Staying with security vendors, IDC has released its latest report on the shape of the industry. Symantec, Trend Micro and Network Associates are respectively first, second and third in turnover and the research company has identified emerging ‘Blended threats’ as the most immediate threat facing all of us.

“A blended threat”, according to IDC, “is a complex virus or worm program that targets multiple weaknesses in computer networks and is capable of doing damage in multiple ways. · Unlike traditional viruses, which rely on the user to spread the infected files, blended threats are automated and are always scanning the Internet and local networks for vulnerabilities and other computers to infect; that is, they spread without user interaction”.

If recent logs from my Norton ‘Personal Firewall’ are any measure of the threat, then it’s becoming observably worse on an almost quarterly basis. I’m not seeing a single Internet session, through BT Internet from home – dial-up – that doesn’t have some apparent port-scan exploit from “somewhere out there”.
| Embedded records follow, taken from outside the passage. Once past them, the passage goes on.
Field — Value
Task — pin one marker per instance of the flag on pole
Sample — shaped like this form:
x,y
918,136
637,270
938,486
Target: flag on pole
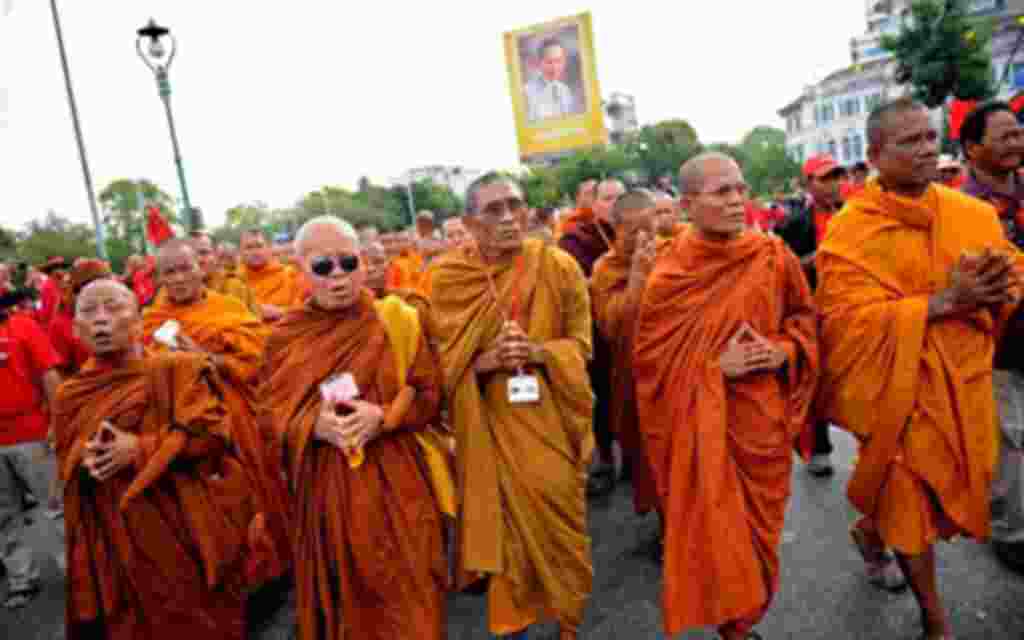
x,y
157,228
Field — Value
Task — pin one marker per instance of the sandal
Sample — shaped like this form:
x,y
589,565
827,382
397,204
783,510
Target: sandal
x,y
19,597
883,570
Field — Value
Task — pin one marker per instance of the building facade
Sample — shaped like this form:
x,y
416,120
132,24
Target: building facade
x,y
830,117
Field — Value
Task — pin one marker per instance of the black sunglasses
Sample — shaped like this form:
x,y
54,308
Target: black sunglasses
x,y
324,265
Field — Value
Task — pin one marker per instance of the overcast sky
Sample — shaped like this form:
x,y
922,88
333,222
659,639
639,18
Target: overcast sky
x,y
276,98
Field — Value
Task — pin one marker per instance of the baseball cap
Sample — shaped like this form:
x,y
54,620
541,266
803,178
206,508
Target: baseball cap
x,y
819,166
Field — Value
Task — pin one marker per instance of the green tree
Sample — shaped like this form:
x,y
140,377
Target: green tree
x,y
942,52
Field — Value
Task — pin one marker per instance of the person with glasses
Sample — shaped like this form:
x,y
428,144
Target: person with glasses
x,y
725,361
915,285
347,388
616,288
514,338
222,330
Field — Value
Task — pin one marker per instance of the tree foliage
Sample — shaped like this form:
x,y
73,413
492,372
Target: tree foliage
x,y
942,52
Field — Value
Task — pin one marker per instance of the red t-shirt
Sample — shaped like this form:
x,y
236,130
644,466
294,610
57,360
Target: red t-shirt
x,y
26,353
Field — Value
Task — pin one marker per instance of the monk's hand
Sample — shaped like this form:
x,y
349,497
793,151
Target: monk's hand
x,y
363,425
110,451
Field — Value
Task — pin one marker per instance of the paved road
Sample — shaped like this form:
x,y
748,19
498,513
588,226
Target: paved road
x,y
823,594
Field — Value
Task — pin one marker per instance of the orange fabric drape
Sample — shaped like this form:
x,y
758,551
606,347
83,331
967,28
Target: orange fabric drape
x,y
722,451
169,563
369,558
916,393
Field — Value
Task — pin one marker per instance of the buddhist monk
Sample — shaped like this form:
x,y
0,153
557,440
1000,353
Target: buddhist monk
x,y
275,287
219,280
615,288
369,558
726,366
222,330
587,242
514,336
157,508
915,284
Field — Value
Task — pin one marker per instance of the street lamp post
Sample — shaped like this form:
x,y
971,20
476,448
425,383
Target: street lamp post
x,y
153,55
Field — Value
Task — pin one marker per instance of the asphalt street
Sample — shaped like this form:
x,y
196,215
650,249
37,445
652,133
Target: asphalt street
x,y
823,596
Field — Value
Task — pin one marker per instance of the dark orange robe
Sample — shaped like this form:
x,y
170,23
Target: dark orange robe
x,y
221,326
615,312
168,563
521,470
916,393
276,285
369,556
722,451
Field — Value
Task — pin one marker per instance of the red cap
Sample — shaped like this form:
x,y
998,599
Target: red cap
x,y
817,166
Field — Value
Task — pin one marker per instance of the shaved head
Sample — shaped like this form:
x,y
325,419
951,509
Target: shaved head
x,y
692,171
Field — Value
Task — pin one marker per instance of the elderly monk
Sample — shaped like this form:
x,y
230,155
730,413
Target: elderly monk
x,y
221,329
216,279
587,242
726,367
914,287
275,286
616,287
514,332
369,558
157,508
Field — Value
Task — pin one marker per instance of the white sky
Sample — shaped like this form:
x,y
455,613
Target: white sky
x,y
276,98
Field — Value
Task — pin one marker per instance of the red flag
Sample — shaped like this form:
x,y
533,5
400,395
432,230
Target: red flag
x,y
157,228
958,111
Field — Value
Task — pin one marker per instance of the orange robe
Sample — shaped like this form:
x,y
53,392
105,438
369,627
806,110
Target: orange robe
x,y
276,285
722,451
521,470
916,393
222,327
369,557
615,309
166,564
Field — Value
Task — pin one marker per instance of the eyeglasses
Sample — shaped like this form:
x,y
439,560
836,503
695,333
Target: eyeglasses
x,y
325,265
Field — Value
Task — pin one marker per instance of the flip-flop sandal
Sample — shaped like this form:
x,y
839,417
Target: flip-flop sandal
x,y
20,597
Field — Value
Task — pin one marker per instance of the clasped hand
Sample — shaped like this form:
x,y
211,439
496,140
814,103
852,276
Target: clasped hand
x,y
748,351
352,431
110,451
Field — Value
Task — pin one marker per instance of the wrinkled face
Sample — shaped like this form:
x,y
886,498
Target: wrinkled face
x,y
907,156
455,232
376,261
666,215
256,252
1001,148
107,318
553,62
635,226
585,195
718,210
336,289
607,193
178,272
496,224
205,255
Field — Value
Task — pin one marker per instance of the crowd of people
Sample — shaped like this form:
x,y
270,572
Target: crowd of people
x,y
382,418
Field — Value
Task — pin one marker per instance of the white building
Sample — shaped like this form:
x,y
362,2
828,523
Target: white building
x,y
830,116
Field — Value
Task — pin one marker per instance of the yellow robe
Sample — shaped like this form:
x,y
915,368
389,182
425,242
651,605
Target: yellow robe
x,y
521,470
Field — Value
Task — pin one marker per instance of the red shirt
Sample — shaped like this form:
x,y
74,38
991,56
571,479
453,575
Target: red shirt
x,y
26,353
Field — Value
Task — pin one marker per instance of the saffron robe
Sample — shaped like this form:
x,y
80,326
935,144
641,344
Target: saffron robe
x,y
722,450
615,310
521,471
369,556
221,326
167,563
916,393
275,285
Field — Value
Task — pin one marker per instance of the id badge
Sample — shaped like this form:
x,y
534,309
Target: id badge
x,y
524,390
It is interesting that IDC dwells on the drive towards the bigger picture of ‘Secure Content Management’, (SCM) the integration of policies, hardware and software to provide ‘overall protection’, rather than the piecemeal approach that the majority of companies have in place today.
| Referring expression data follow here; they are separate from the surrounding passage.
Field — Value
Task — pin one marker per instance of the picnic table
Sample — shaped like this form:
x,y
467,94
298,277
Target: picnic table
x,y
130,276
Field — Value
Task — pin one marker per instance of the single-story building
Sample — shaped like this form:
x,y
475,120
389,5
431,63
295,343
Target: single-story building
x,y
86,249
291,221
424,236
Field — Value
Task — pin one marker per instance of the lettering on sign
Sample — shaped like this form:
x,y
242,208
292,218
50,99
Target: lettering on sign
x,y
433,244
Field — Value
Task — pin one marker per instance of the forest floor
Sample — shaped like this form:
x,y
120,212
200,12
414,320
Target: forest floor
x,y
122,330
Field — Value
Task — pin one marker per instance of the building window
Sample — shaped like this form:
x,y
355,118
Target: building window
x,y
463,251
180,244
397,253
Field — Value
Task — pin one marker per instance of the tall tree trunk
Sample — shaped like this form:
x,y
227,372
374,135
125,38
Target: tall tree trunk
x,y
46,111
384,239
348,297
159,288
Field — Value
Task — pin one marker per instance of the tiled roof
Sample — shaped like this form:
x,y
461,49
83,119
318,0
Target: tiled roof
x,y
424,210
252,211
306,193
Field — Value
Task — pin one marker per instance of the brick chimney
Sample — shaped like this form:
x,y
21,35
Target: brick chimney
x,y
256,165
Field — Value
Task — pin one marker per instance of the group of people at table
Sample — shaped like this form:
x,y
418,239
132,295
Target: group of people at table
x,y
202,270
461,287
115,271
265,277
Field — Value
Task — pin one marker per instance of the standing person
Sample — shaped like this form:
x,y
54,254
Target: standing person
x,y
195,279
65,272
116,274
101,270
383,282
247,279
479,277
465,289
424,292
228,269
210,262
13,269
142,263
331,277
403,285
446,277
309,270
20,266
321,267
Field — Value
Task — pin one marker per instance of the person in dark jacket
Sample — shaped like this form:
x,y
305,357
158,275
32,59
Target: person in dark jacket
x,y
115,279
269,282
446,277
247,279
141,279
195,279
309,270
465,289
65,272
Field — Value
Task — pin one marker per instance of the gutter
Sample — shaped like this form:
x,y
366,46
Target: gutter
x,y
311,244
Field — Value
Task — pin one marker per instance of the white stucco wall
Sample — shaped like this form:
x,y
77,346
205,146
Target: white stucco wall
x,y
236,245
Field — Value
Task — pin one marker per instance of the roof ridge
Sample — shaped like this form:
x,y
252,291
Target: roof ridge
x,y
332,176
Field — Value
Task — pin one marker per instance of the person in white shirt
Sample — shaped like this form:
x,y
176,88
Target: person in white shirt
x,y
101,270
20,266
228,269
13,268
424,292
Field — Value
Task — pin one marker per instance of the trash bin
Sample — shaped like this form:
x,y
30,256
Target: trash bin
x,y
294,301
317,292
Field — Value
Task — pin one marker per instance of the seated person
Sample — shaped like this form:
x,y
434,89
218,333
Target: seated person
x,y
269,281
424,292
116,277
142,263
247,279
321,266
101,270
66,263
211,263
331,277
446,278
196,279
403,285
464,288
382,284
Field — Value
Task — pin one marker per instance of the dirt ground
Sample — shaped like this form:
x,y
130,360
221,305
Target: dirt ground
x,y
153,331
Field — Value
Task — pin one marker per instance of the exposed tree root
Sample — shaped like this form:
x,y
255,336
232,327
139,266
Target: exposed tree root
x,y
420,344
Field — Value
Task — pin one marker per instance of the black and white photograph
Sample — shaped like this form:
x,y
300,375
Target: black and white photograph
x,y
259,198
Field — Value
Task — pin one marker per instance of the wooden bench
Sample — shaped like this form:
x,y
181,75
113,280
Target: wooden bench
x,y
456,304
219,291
A second prediction concerns mobile security, a topic I have been bashing-on-about for months now. As the Internet is freed from its cabled connection to a PC and becomes increasingly pervasive over wireless networks into multiple device types, the same threats that plagued the desktop PC will simply move on and up into the wireless space, with an potential for serious damage and disruption.

Unfortunately, I see complacency creeping into business all over again. It’s been almost twelve months since I did my ‘End of the World’ ‘turn’ about Code Red on the BBC and since then and Nimda, we haven’t had a serious meltdown. This is of course good news for the SCM vendors, because it implies that sales of anti-virus software are healthy but at the same time, apart from a few scares, we haven’t seen anything really nasty appear on the scale of Code Red. Once people think that they are protected or that the threat is exaggerated is the point when vulnerability starts all over again and we only have to look at the renewed incidence of HIV in the real world.

Much like the risk of an earthquake in San Francisco or Tokyo, we are overdue for another malicious code outbreak and so, if you haven’t got your SCM policy in place and your anti-virus definitions aren’t up to date, this is probably a good time to do something about it.

I can’t promise you a Mont Blanc pen or a plastic giraffe but peace of mind is worth much more.